12. En quatrième lieu, aux termes de l'article R. 151-24 du code de l'urbanisme : " Les zones naturelles et forestières sont dites " zones N ". Peuvent être classés en zone naturelle et forestière, les secteurs de la commune, équipés ou non, à protéger en raison : / 1° Soit de la qualité des sites, milieux et espaces naturels, des paysages et de leur intérêt, notamment du point de vue esthétique, historique ou écologique ; / 2° Soit de l'existence d'une exploitation forestière ; / 3° Soit de leur caractère d'espaces naturels ; / 4° Soit de la nécessité de préserver ou restaurer les ressources naturelles ; / 5° Soit de la nécessité de prévenir les risques notamment d'expansion des crues ".

13. Il ressort des pièces du dossier que les parcelles cadastrales nos 77, 136 et 214 à 219 ainsi que la moitié nord des parcelles nos 81 et 83 sont, pour l'essentiel, des terrains boisés auxquels s'ajoute un morceau de prairie. Ces parcelles sont voisines de celles décrites au point 11 du présent arrêt et sont également incluses dans la zone naturelle d'intérêt écologique, faunistique et floristique de type I dite " prairies humides péri-urbaines de Cucq ". Bien que certaines d'entre elles, viabilisées, jouxtent des terrains bâtis, soient bordées par la route départementale ou aient été comprises dans le terrain d'assiette du permis de construire accordé à la société Model en 2002, leur soustraction, pour l'avenir, à l'urbanisation répond à plusieurs objectifs précisés dans le plan d'aménagement et de développement durable, tels que la conservation du paysage de bocage ou l'existence de coupures d'urbanisation protégeant la diversité écologique des milieux.
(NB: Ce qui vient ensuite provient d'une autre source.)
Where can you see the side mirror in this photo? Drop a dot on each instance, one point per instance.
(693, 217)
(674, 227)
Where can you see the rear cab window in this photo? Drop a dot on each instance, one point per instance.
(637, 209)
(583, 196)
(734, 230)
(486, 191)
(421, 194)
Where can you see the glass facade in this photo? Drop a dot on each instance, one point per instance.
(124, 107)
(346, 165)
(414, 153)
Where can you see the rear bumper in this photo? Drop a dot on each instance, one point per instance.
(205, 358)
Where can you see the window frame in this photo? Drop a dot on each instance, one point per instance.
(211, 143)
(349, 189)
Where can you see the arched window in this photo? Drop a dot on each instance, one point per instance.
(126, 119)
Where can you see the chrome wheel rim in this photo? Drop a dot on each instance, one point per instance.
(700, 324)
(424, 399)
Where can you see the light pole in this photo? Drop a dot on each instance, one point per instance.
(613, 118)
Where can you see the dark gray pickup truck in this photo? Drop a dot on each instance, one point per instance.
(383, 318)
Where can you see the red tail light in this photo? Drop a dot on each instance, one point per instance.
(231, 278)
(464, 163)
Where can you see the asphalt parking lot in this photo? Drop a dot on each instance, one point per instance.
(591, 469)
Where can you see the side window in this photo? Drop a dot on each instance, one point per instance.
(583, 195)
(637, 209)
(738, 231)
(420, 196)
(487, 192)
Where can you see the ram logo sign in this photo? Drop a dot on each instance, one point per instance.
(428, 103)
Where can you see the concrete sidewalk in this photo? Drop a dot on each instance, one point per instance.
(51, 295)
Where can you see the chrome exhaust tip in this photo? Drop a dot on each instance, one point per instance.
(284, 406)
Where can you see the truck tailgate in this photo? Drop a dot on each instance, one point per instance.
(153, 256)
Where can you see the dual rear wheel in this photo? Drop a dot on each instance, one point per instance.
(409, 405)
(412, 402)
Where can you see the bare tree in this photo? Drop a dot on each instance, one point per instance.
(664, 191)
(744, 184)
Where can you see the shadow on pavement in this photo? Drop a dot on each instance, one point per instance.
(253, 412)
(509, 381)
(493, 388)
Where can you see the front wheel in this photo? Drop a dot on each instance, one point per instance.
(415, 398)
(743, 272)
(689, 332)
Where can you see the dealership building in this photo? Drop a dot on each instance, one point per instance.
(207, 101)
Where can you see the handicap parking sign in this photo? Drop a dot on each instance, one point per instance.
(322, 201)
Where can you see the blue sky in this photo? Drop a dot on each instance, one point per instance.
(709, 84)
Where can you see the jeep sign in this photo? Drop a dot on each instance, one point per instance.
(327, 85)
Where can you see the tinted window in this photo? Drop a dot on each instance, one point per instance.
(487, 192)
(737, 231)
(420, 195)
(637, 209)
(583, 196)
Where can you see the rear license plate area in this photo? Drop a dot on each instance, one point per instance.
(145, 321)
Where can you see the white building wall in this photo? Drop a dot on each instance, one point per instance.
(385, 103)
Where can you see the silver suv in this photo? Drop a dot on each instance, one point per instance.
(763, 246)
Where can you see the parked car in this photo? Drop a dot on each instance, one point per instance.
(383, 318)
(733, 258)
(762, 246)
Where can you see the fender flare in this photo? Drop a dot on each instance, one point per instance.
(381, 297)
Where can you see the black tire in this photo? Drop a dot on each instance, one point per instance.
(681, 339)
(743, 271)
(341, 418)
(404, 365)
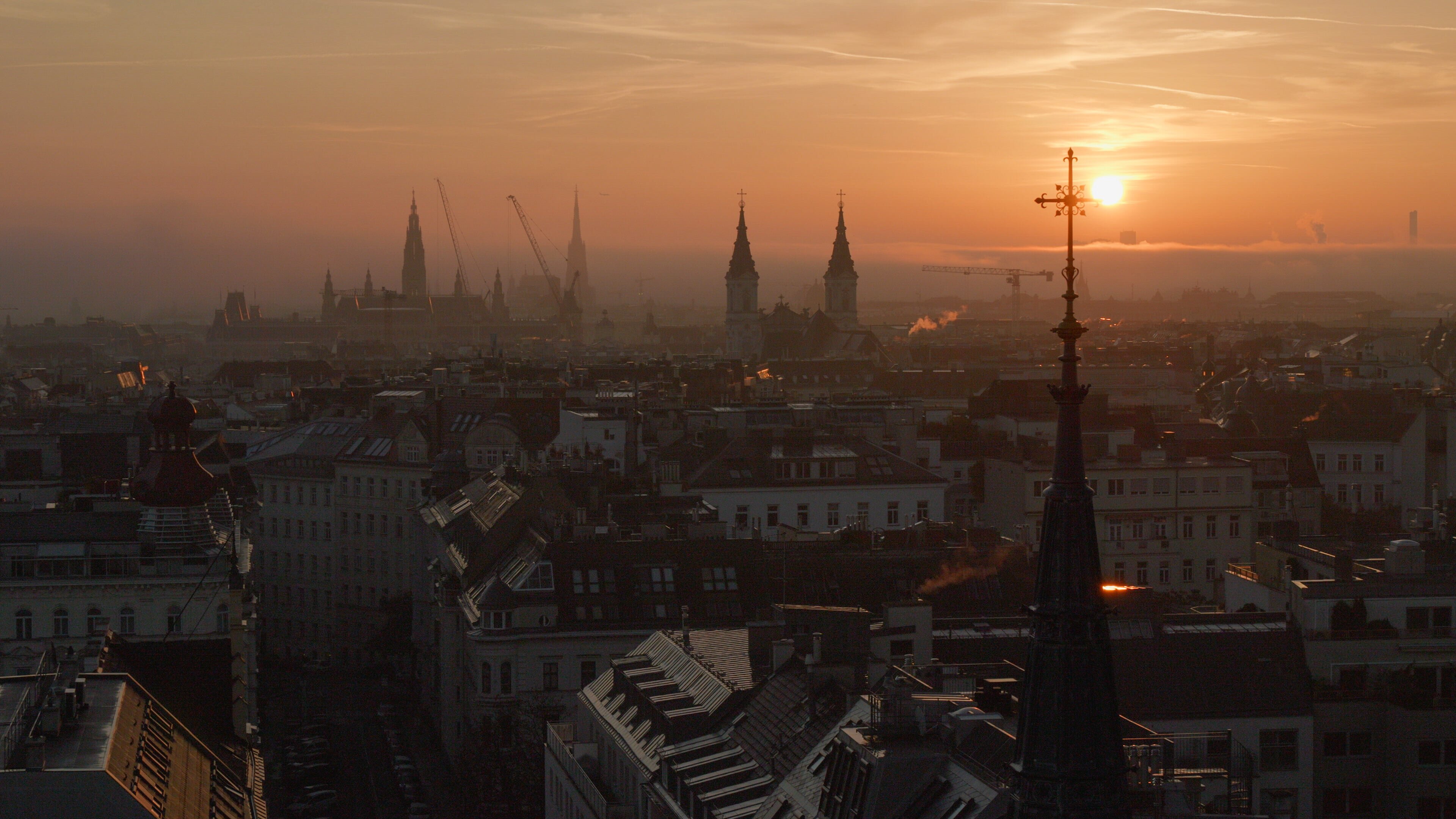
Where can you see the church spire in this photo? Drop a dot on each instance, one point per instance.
(1069, 761)
(413, 275)
(742, 263)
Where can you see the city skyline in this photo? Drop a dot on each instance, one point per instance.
(311, 124)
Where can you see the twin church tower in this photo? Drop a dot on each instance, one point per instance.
(746, 324)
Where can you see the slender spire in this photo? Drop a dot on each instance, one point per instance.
(1069, 758)
(742, 263)
(413, 273)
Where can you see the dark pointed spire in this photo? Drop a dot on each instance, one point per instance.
(841, 264)
(742, 263)
(1069, 758)
(413, 275)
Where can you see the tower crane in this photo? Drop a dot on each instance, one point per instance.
(462, 282)
(1011, 273)
(541, 257)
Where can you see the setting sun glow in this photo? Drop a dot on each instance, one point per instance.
(1107, 190)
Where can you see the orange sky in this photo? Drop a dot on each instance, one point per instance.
(161, 152)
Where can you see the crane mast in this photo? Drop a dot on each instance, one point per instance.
(462, 283)
(1011, 273)
(541, 257)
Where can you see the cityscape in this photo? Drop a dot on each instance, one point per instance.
(348, 470)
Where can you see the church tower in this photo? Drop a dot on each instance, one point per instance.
(413, 276)
(577, 256)
(841, 280)
(499, 309)
(745, 324)
(327, 312)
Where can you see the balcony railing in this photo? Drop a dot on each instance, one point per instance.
(584, 784)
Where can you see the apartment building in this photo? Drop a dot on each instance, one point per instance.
(1168, 524)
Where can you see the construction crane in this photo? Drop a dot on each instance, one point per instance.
(541, 257)
(1011, 273)
(462, 282)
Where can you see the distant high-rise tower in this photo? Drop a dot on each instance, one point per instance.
(841, 280)
(745, 324)
(577, 256)
(413, 276)
(327, 309)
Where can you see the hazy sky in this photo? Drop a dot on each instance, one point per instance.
(158, 154)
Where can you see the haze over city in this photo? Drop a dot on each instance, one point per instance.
(162, 154)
Dans ces conditions, le classement des parcelles concernées en zone naturelle ne repose pas sur des faits matériellement inexacts ni n'est entaché d'erreur manifeste d'appréciation.

14. En cinquième lieu, aux termes de l'article L. 121-16 du code de l'urbanisme : " En dehors des espaces urbanisés, les constructions ou installations sont interdites sur une bande littorale de 100 mètres à compter de la limite haute du rivage (...) ". Il résulte de ces dispositions que ne peuvent déroger à l'interdiction de toute construction sur la bande littorale de 100 mètres que les projets réalisés dans des espaces urbanisés, caractérisés par un nombre et une densité significatifs de constructions, à la condition qu'ils n'entraînent pas une densification significative de ces espaces.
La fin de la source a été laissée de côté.